Türkiye yeni politik
çerçevesinde Mısır muhalefetini kaybedebilir mi?
Türkiye bölgede ve dünyanın her yerinde insani olanı önceleyen,
meşru siyaset ve muhalefeti destekleyen, katliam rejimlerine karşı duran bir
pozisyon belirlemiştir. Bu pozisyon Türkiye’nin büyüyen vizyonuna daima katkı
sağlamış ayrıca stratejik olarak Türkiye’yi her platformda ve masada güçlü
kılmıştır. Bu bağlamda Mısır Muhalefetinin Türkiye’de olması her yönüyle büyük
bir kazançtır. Fakat diaspora, göç, siyasal yönetim açıklarımız elimizde bir
güç ve imkan olarak var olan bu siyasal imkanı zamanla bir soruna
dönüştürebiliyor.
İhvan Hareketinin ve genel olarak Mısır Muhalefetinin sorunlarıyla
birlikte bu muhalefeti planlı bir biçimde yönetme sorunu da ülkemiz açısından
bir eksikliktir. Bu süreçten sonra Türkiye-Mısır ittifakı eğer Muhalefetin
başka bir ülkeye taşınmasıyla sonuçlanacaksa bu çok kötü planlanmış bir
normalleşme çerçevesidir. Türkiye olarak bizim Mısır Muhalefetini makul ve
kapasitesi geliştirilmiş bir biçimde hem ülkemizde kalmasını sağlamak hem Mısır
normalleşmesini sağlamamız gerekir. Eğer bu sağlanırsa işte bu tam bir
diplomatik başarıdır. Zira bunu sağlayamazsak yasal olarak Mısır Muhalefetinin
yerleşme ihtimali en yüksek ülke İngiltere’dir. Muhalefetin İngiltere’den
konuşması ve oradan hareket etmesi Türkiye-Mısır normalleşmesini ve İhvan
hareketinin geleceğini tehdit eden gelişme olur.
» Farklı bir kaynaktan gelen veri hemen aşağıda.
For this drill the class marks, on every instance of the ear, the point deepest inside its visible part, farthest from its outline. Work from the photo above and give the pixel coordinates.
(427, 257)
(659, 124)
Türkiye Muhalefeti
kaybetmemeli ve İhvandan daha kapsamlı daha vizyoner bir birleşik muhalefeti
meşru zeminde desteklemesi en doğal siyasi tavırdır. Bu siyasi kadrolar aksi
halde haksız yere idama gönderilerek başka bir insani krize yol açacaktır.
Daha kapsamlı bir
politik vizyon Türkiye’yi lider yapar
Türkiye çok kapsamlı, farklı parametreleri beraber işleten,
bölgesel ve küresel denklemleri hem bütüncül okuyan hem aynı anda birden çok
politik tavrı işletebilen bir kapasiteye hızla ulaşması gerekmektedir. Ülkemiz
böyle bir kapasiteye sahip çok tecrübeli bir devlettir. Bu yönetim ve politik
çeşitliliği kapsayan bir Türkiye bölgesinde lider ülke Türkiye olur. Bu
bağlamda Türkiye-Mısır ilişkilerinin normalleşmesi bölgedeki tüm gelişmeler
açısından Türkiye ve bölgemiz için olumlu bir gelişmedir. Fakat Türkiye Mısırla
normalleşirken Muhalefeti, insani siyaseti, bölge milletlerinin kazanılan
desteğini de kaybetmemelidir. Bu politik kapsayıcılık inşa edilmelidir. Bu
kapasite ve kapsayıcılık kurulabilirse Mısır, Suriye, BAE ve diğer krizlerde
çözülecektir. Türkiye hızla Kapsamlı Göç (Kültür, siyaset, sanat, eğitim,
medya, ekonomi v.b) politikasi, diasporaların yönetimi, kamu diplomasisini bu
yönüyle tekrar kapsamını belirleyerek inşa etmelidir. Ülkemiz bu konuda hem
tarihi hem siyasi, hem insani birikime fazlasıyla sahiptir.